Learning to use an AAC system can be like trying to learn a new language, for both communication partners. You cannot simply put an app or device into someone’s hands and expect them to easily turn their ideas into words, or to even want to. A person with aphasia will need to see how it can be used to express a variety of concepts, and to see that it’s acceptable to communicate in this way. They need to see you use it.
Modelling how to use the system not only teaches the person with aphasia, it can also be an invaluable learning experience for the clinician or family member. You’ll begin to see how difficult it is to find the right message, or if that message is there at all. You’re bound to develop more empathy as you see how using AAC slows the conversation, requires much more effort, and forces you to mentally edit your message accordingly.
Aided language input is an evidence-based intervention that is motivating and can help people learn to use AAC faster.
Use of augmentative tools by people without aphasia is also an effective way to make sure you’re getting your message in. By writing down keywords, drawing, and using pictures as you talk, you’re making it easier for the person with aphasia to understand what you’re saying. Once your message goes in, then the tools are all in place to help them get their message out.
5. AAC is not the last step in aphasia therapy.
You cannot just wait until the end of a person’s time in therapy to send them home with an app or device. Issues with finding, funding, and personalizing an AAC system guarantee that almost no therapist will be able to equip a client quickly. Those same issues require that a therapist begin introducing AAC as soon as they identify that such an approach would be beneficial. Fortunately, there are free AAC assessment tools to help therapists assess the needs and abilities of people with aphasia to facilitate the feature-matching process.

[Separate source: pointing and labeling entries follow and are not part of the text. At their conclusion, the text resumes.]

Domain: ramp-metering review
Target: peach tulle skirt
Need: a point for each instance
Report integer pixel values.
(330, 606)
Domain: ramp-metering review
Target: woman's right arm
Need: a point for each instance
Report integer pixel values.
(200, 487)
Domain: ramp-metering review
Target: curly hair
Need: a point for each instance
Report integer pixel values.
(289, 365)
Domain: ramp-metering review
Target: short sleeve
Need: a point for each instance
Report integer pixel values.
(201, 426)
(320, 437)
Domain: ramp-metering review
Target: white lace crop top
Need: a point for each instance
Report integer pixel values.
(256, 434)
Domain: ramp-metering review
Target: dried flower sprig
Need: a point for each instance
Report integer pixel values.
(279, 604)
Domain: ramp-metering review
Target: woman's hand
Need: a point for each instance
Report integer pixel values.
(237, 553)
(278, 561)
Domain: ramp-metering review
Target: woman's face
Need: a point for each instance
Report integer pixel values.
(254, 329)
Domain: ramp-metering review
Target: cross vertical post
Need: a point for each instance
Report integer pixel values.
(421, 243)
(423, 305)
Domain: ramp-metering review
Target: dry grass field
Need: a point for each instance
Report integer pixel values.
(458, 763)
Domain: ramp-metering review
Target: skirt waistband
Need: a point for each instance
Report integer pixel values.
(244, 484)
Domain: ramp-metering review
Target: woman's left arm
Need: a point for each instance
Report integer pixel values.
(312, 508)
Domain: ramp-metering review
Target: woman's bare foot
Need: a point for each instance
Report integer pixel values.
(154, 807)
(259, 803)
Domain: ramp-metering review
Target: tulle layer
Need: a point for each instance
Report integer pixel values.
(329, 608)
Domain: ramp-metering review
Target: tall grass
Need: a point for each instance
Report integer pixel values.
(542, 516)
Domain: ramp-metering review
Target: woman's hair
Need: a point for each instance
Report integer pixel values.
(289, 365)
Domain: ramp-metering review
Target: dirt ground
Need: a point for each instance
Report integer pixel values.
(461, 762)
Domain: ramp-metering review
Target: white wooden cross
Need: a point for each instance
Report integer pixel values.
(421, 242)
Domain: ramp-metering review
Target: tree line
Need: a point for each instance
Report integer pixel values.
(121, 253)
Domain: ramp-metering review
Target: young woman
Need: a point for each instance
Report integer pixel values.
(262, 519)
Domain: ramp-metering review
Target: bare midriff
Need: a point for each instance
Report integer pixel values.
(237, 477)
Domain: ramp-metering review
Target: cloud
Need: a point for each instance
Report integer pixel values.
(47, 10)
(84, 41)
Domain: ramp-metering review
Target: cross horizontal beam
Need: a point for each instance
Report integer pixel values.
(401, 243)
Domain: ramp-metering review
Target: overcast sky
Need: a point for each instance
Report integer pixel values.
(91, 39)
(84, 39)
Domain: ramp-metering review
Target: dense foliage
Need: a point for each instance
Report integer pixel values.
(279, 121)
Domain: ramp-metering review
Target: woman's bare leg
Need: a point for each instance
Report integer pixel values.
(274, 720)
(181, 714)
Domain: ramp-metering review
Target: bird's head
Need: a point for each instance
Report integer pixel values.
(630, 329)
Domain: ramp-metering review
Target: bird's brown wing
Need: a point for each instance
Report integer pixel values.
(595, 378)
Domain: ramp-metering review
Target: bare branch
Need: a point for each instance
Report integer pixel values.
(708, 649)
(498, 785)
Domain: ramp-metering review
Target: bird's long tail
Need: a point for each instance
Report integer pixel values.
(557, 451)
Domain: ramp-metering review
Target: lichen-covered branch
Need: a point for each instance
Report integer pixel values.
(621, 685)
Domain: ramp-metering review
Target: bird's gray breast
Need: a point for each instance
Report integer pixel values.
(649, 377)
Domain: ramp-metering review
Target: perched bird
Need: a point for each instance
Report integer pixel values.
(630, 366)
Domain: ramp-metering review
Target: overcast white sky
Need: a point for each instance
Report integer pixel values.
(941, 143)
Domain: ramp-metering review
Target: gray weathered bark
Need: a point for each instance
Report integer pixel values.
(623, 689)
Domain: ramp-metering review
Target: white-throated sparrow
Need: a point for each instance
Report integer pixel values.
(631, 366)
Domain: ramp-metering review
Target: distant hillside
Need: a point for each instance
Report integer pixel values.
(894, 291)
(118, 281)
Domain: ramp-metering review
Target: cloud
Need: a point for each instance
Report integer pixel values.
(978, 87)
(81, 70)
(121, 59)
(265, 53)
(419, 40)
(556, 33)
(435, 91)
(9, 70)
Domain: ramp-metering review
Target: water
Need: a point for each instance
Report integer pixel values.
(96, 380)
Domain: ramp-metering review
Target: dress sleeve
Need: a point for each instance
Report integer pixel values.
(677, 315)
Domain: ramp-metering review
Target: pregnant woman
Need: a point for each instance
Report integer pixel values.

There’s a persistent misconception that AAC is a last-ditch effort once therapy fails: “once the person hits a plateau, meaning they’re never going to improve and therapy isn’t worthwhile, it’s time to try AAC.” Not one bit of that is true. Nobody with aphasia is ever without hope of improving, virtually nobody will fail to benefit from therapy, and AAC should not be regarded as only helpful once therapy is exhausted.
If AAC tools are introduced early in the therapeutic process, alongside restorative techniques, they are more likely to be accepted, used, and useful in supporting communication. There will be more time to demonstrate their use, customize them, and train family members to use them outside therapy. AAC provided on the way out the door is almost guaranteed to end up covered in dust or never used.
A Better Understanding of AAC and Aphasia
It’s no wonder that so many people with aphasia reject efforts to provide them with an AAC system. They know that most apps have too many icons, words, or screens for them to make sense of. They know they’re being asked to communicate differently. They know the system can’t say everything they want to say. They know when it’s a last resort.
So as therapists, we need to do better. We need to know which tools are effective for people with aphasia. We need to introduce them early and often. We need to properly assess, match, train, model, and adapt. All of this will help people with aphasia participate better in their lives, it will reveal their competence and intelligence, and it will make our efforts more effective.
Resources for AAC and Aphasia
For more information about the latest developments in AAC and aphasia, check out Dr. Sarah Wallace’s course on SpeechPathology.com. For a comprehensive look at communication supports in aphasia, this textbook is an excellent resource. If you missed the link to it above, be sure to check out the Aphasia Assessment Materials from Drs. Garret and Lasker, as well as their extremely helpful ASHA Leader article.
If you’re wondering what the icons above say, it’s: “This person cannot see or sees only a little. Walking alone could be dangerous.” Didn’t the symbols make it clear?